Однако Агнес Смедли пригрозила генералу Макартуру судебным иском. Угроза явно нелепая, но либеральная пресса истошно разоралась, и министр обороны Кеннет Ройял срочно отозвал доклад и ретировался, поджав хвост. И не успели еще похоронить копии этого доклада в пентагоновских архивах, как уже был создан миф о том, что Министерство обороны «отвергло» доклад, усомнившись в его истинности, чем выдало Агнес Смедли и другим, обозначенным в нем, своего рода сертификат о безупречной репутации. Миф этот жив и по сию пору, хотя
даже беглый взгляд, брошенный на содержание газеты «Нью-Йорк таймс», способен легко разрушить его.
Вот так обстояли дела с политикой Соединенных Штатов на Дальнем Востоке. Давая показания перед сенатскими комитетами по разведке и международным отношениям, собравшимся на совместное заседание, чтобы установить причины, приведшие к внезапной отставке Макартура с поста главнокомандующего силами ООН в Корее, Дин Ачесон неоднократно повторил две догмы, которых придерживалась правительственная пропаганда в отношении причин тех потрясающих уступок, сделанных России, с целью вовлечь ее в войну на Тихом океане в 1945 году.
Ачесон под присягой утверждал, что когда подписывались ялтинские соглашения, погубившие националистический Китай, «мы еще не знали, есть у нас атомная бомба или нет». Хотя генерал Лесли Гроувс недвусмысленно подтвердил тот факт, что еще до Ялты он и министр обороны Симпсон информировали президента Рузвельта о том, что А-бомба была «на 99%— свершившийся факт» и что использование первой такой бомбы— вопрос нескольких месяцев.
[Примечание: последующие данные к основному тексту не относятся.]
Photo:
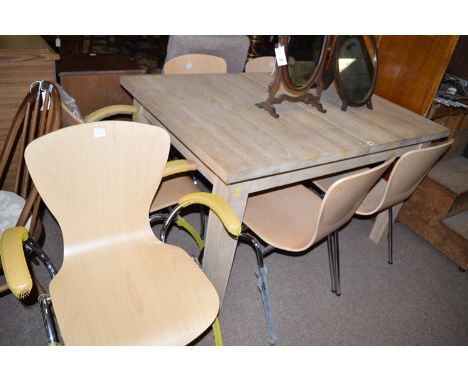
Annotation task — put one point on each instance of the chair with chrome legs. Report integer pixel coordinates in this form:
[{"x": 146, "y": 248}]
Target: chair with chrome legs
[
  {"x": 293, "y": 218},
  {"x": 118, "y": 285},
  {"x": 405, "y": 177},
  {"x": 176, "y": 181}
]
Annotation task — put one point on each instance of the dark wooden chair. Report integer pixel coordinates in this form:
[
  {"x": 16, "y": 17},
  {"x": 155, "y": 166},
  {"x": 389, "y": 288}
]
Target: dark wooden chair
[{"x": 38, "y": 114}]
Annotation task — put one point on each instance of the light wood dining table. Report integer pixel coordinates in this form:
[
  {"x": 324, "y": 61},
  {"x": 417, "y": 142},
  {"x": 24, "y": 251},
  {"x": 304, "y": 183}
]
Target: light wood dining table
[{"x": 241, "y": 149}]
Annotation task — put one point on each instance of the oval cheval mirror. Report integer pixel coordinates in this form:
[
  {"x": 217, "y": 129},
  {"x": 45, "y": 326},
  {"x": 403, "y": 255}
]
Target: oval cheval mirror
[
  {"x": 355, "y": 69},
  {"x": 300, "y": 74}
]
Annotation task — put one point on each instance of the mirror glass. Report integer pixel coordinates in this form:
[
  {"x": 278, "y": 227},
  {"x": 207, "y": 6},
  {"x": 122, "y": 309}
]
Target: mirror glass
[
  {"x": 303, "y": 58},
  {"x": 356, "y": 69}
]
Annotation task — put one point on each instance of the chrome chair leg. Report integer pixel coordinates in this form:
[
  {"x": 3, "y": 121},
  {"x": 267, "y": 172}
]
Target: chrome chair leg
[
  {"x": 262, "y": 285},
  {"x": 390, "y": 235},
  {"x": 337, "y": 262},
  {"x": 45, "y": 305},
  {"x": 331, "y": 262}
]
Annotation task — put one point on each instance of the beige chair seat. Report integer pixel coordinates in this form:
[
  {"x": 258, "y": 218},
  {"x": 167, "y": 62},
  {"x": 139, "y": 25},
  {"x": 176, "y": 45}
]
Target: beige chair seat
[
  {"x": 170, "y": 191},
  {"x": 142, "y": 298},
  {"x": 371, "y": 200},
  {"x": 284, "y": 217}
]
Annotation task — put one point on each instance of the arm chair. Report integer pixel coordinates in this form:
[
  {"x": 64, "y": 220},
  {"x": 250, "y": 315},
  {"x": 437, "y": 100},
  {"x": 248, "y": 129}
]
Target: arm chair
[
  {"x": 265, "y": 64},
  {"x": 119, "y": 284},
  {"x": 175, "y": 183},
  {"x": 195, "y": 64},
  {"x": 233, "y": 49},
  {"x": 38, "y": 114},
  {"x": 405, "y": 177},
  {"x": 293, "y": 218}
]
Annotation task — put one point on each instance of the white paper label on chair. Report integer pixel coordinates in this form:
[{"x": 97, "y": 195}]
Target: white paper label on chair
[
  {"x": 99, "y": 132},
  {"x": 280, "y": 55}
]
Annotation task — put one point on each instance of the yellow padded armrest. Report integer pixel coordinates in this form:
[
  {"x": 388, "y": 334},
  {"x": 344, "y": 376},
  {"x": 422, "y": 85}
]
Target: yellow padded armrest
[
  {"x": 224, "y": 211},
  {"x": 108, "y": 111},
  {"x": 14, "y": 264},
  {"x": 179, "y": 166}
]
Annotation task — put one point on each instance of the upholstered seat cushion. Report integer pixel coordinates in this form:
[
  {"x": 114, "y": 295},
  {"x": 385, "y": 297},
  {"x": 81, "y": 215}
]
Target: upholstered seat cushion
[{"x": 11, "y": 206}]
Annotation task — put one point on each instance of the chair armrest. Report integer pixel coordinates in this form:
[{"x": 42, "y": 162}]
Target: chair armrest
[
  {"x": 219, "y": 206},
  {"x": 108, "y": 111},
  {"x": 14, "y": 264},
  {"x": 179, "y": 166}
]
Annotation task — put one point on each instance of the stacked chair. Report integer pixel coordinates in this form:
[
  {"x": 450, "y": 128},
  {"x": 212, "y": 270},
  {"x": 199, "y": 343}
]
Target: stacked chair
[
  {"x": 119, "y": 284},
  {"x": 39, "y": 113}
]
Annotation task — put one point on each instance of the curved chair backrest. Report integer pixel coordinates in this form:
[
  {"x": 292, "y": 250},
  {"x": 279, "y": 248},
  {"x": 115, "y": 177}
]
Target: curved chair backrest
[
  {"x": 233, "y": 49},
  {"x": 118, "y": 283},
  {"x": 344, "y": 197},
  {"x": 38, "y": 114},
  {"x": 406, "y": 175},
  {"x": 265, "y": 64},
  {"x": 195, "y": 64},
  {"x": 98, "y": 179}
]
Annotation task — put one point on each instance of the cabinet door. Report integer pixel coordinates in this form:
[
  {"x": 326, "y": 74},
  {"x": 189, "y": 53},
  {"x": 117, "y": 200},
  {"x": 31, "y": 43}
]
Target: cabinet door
[{"x": 411, "y": 69}]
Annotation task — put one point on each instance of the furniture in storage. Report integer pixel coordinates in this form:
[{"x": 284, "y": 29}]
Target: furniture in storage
[
  {"x": 23, "y": 60},
  {"x": 240, "y": 149}
]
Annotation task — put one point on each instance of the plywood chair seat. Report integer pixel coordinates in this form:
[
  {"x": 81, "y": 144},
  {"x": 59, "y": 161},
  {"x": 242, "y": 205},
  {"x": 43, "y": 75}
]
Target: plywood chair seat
[
  {"x": 138, "y": 292},
  {"x": 11, "y": 206},
  {"x": 171, "y": 188},
  {"x": 285, "y": 217},
  {"x": 404, "y": 178},
  {"x": 118, "y": 283},
  {"x": 293, "y": 218}
]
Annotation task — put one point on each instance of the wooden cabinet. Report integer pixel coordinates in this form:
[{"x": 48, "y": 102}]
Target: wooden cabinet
[
  {"x": 93, "y": 80},
  {"x": 23, "y": 60},
  {"x": 411, "y": 69}
]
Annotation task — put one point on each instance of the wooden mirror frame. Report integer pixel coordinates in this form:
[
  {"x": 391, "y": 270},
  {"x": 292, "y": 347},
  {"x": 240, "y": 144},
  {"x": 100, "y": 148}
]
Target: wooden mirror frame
[
  {"x": 290, "y": 92},
  {"x": 346, "y": 101}
]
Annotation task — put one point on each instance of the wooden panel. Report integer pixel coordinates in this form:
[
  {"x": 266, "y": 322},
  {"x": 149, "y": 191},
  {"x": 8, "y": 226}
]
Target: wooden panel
[
  {"x": 23, "y": 60},
  {"x": 92, "y": 92},
  {"x": 423, "y": 213},
  {"x": 411, "y": 68},
  {"x": 93, "y": 80}
]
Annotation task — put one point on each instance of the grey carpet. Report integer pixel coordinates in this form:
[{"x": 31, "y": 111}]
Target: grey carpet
[{"x": 422, "y": 299}]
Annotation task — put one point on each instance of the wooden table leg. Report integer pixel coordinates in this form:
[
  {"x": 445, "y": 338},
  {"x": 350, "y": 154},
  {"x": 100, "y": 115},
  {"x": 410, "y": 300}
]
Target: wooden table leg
[{"x": 220, "y": 246}]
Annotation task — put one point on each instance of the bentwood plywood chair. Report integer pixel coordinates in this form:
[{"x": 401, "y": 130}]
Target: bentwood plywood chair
[
  {"x": 176, "y": 182},
  {"x": 265, "y": 64},
  {"x": 38, "y": 114},
  {"x": 195, "y": 64},
  {"x": 293, "y": 218},
  {"x": 119, "y": 285},
  {"x": 405, "y": 177}
]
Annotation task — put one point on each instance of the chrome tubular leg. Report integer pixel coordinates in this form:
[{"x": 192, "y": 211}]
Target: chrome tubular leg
[
  {"x": 331, "y": 262},
  {"x": 157, "y": 217},
  {"x": 202, "y": 222},
  {"x": 390, "y": 235},
  {"x": 44, "y": 304},
  {"x": 262, "y": 285},
  {"x": 337, "y": 263},
  {"x": 42, "y": 256}
]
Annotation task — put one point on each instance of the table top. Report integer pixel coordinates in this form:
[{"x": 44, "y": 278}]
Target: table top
[{"x": 216, "y": 118}]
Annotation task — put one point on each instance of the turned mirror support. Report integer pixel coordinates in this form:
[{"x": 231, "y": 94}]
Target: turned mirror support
[{"x": 292, "y": 89}]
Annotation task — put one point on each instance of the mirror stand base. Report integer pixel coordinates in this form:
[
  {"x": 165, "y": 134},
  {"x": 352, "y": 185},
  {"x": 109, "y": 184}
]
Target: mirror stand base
[
  {"x": 307, "y": 98},
  {"x": 344, "y": 105}
]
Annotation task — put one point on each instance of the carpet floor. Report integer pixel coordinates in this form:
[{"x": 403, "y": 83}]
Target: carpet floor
[{"x": 422, "y": 299}]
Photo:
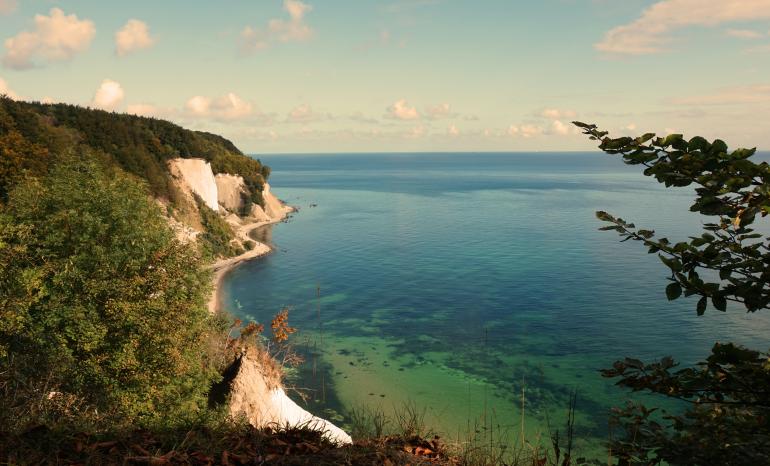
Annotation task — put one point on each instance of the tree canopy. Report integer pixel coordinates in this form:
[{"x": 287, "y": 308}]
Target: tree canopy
[
  {"x": 98, "y": 300},
  {"x": 728, "y": 418}
]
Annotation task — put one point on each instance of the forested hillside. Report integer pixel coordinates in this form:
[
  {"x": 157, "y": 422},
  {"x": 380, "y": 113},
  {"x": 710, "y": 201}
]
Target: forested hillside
[{"x": 32, "y": 133}]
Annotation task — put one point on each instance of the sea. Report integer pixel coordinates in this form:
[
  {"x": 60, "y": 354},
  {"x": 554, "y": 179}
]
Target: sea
[{"x": 474, "y": 290}]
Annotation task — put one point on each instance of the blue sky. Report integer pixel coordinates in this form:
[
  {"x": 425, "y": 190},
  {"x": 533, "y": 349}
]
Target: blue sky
[{"x": 403, "y": 75}]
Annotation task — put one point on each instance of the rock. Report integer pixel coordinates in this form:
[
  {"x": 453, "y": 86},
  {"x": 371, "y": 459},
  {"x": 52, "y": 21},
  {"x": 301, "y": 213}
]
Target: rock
[
  {"x": 230, "y": 190},
  {"x": 196, "y": 176},
  {"x": 255, "y": 393}
]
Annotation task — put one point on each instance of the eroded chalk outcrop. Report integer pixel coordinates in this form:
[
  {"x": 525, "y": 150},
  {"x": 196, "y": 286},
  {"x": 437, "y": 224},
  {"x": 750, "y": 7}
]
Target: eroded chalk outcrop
[
  {"x": 251, "y": 389},
  {"x": 231, "y": 190},
  {"x": 196, "y": 176}
]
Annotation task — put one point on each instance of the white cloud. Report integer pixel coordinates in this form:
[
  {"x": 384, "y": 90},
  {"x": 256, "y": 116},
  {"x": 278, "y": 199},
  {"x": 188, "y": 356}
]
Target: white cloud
[
  {"x": 744, "y": 34},
  {"x": 8, "y": 6},
  {"x": 439, "y": 111},
  {"x": 400, "y": 110},
  {"x": 226, "y": 107},
  {"x": 562, "y": 129},
  {"x": 557, "y": 114},
  {"x": 109, "y": 95},
  {"x": 529, "y": 131},
  {"x": 57, "y": 37},
  {"x": 6, "y": 90},
  {"x": 416, "y": 132},
  {"x": 650, "y": 33},
  {"x": 135, "y": 35},
  {"x": 279, "y": 30}
]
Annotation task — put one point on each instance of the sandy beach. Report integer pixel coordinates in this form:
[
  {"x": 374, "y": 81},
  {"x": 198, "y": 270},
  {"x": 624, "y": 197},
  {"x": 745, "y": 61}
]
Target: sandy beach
[{"x": 223, "y": 266}]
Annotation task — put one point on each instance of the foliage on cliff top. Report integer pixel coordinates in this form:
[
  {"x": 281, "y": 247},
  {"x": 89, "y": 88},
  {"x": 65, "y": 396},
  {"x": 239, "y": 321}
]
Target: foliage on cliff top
[
  {"x": 102, "y": 310},
  {"x": 728, "y": 419},
  {"x": 139, "y": 145}
]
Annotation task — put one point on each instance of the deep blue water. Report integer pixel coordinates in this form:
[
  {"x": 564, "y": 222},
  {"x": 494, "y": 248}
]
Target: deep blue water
[{"x": 459, "y": 280}]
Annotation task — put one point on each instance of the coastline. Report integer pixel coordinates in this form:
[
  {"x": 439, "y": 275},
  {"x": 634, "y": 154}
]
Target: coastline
[{"x": 223, "y": 266}]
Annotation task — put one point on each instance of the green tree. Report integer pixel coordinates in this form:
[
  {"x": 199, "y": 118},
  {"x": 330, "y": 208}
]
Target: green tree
[
  {"x": 98, "y": 301},
  {"x": 728, "y": 418}
]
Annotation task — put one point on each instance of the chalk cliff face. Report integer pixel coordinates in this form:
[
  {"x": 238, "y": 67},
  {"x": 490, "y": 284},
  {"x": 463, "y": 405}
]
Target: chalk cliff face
[
  {"x": 197, "y": 176},
  {"x": 273, "y": 207},
  {"x": 230, "y": 190},
  {"x": 264, "y": 404}
]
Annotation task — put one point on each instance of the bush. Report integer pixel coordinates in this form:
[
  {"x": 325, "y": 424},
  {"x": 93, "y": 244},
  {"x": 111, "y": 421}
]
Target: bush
[{"x": 99, "y": 304}]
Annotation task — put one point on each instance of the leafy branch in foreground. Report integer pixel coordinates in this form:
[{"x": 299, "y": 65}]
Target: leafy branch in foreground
[
  {"x": 731, "y": 188},
  {"x": 728, "y": 419}
]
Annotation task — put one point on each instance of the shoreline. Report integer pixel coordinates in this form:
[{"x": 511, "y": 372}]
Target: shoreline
[{"x": 223, "y": 266}]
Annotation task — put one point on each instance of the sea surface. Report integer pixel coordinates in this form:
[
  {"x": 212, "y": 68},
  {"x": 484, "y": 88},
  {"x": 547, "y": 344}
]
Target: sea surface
[{"x": 475, "y": 287}]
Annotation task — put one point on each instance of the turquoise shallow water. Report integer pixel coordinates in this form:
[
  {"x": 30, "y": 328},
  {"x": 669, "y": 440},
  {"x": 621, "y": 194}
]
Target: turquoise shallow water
[{"x": 459, "y": 281}]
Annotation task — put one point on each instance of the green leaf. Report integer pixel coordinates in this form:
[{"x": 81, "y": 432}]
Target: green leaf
[
  {"x": 719, "y": 302},
  {"x": 701, "y": 308},
  {"x": 697, "y": 143},
  {"x": 673, "y": 291},
  {"x": 718, "y": 146}
]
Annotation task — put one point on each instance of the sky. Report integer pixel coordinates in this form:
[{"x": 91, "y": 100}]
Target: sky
[{"x": 313, "y": 76}]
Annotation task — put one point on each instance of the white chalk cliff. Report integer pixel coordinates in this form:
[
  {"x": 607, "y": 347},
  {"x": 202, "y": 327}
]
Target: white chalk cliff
[
  {"x": 230, "y": 190},
  {"x": 266, "y": 404},
  {"x": 251, "y": 392},
  {"x": 196, "y": 174}
]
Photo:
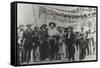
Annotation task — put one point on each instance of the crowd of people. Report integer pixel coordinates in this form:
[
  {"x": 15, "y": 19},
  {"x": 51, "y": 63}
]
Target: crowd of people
[{"x": 51, "y": 42}]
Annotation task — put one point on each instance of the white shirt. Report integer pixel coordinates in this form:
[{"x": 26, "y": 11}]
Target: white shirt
[{"x": 52, "y": 32}]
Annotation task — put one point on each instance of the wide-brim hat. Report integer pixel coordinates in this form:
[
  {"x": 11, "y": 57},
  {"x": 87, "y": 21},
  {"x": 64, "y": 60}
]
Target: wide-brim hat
[
  {"x": 52, "y": 23},
  {"x": 29, "y": 25}
]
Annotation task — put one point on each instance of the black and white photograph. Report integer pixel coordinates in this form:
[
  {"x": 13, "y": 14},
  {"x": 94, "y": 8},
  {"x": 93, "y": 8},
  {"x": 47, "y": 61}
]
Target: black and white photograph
[{"x": 54, "y": 33}]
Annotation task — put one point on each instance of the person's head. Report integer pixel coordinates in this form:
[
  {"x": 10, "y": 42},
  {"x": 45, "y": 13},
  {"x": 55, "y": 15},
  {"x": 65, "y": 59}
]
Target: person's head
[
  {"x": 87, "y": 32},
  {"x": 82, "y": 29},
  {"x": 65, "y": 30},
  {"x": 36, "y": 28},
  {"x": 44, "y": 26},
  {"x": 69, "y": 29},
  {"x": 28, "y": 26},
  {"x": 52, "y": 25},
  {"x": 60, "y": 29}
]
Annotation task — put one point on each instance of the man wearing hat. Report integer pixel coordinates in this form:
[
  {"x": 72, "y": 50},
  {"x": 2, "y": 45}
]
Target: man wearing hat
[
  {"x": 43, "y": 42},
  {"x": 28, "y": 42},
  {"x": 70, "y": 38},
  {"x": 52, "y": 31}
]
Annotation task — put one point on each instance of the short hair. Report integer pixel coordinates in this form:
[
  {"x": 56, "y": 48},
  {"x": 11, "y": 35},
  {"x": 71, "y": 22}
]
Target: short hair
[
  {"x": 44, "y": 25},
  {"x": 52, "y": 23}
]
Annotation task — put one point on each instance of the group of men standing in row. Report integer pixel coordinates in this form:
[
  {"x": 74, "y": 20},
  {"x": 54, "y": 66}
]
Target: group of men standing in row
[{"x": 53, "y": 43}]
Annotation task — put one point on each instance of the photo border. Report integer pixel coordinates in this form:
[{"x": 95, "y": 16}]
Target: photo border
[{"x": 14, "y": 57}]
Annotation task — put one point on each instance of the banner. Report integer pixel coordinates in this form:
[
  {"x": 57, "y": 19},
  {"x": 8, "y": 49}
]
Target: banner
[{"x": 68, "y": 16}]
Полковник Уильям Консидайн из «Манхэттенского проекта» срочно вылетел на Мальту, чтобы перехватить американскую делегацию, направлявшуюся на Крымскую конференцию и уведомить госсекретаря Стеттиниуса о том, что «бомбу можно испытывать и что Гроувс перепроверил утверждения ученых об этом и что вероятная дата — 1 августа [1945]».
Ачесон под присягой утверждал: «Это было мнение военных [во время Ялты] , разделявшееся всеми, что взятие Японии потребовало бы массированной высадки на островах и что прогноз этого сражения был крайне неблагоприятен: это была бы кровавая и ужасная битва. И потому было крайне важно, чтобы русские вступили в войну на Дальнем Востоке».
И тем не менее еще за семь месяцев до Ялты, адмирал Ни-митц и генерал Макартур5 встретились в Гонолулу, чтобы обсудить тихоокеанскую стратегию, и, по словам адмирала Лики, пришли к соглашению, что «Японию можно вынудить принять наши условия капитуляции, используя военно-морские и военно-воздушные силы, но без вторжения на японскую землю». Адмирал Кинг, присутствовавший на переговорах в Ялте, сообщил президенту, что «блокада и бомбардировки могут заставить Японию капитулировать». Вступление русских в войну «ускорило бы эту капитуляцию», сказал он, но высказал при этом мнение, что президенту Рузвельту не следует уступать им больше, чем южную часть Сахалина в качестве «подачки», поскольку русские в любом случае и сами хотели бы вступить в эту войну. Но вместо этого Советскому Союзу была обеспечена военная и экономическая гегемония в Маньчжурии, а также порт Дайрен.
Более того, существовал доклад, подготовленный пятьюдесятью специалистами Министерства обороны — многие из которых были достаточно высокого ранга,— где указывались серьезные военные и политические последствия вступления русских в войну на Тихом океане, и следовал однозначный вывод, что такое вступление следует любым способом предотвратить. И все же Дальний Восток был преподнесен России на блюдечке в качестве платы за ее участие в Тихоокеанской войне, что стало величайшей ошибкой в истории американской дипломатии, и истинная причина Ялты так и остается до сих пор «непостижимой тайной», как писали восемь сенаторов из числа принимавших участие в слушаниях Макартура, и что «итоги Ялты остаются триумфом коммунистической дипломатии».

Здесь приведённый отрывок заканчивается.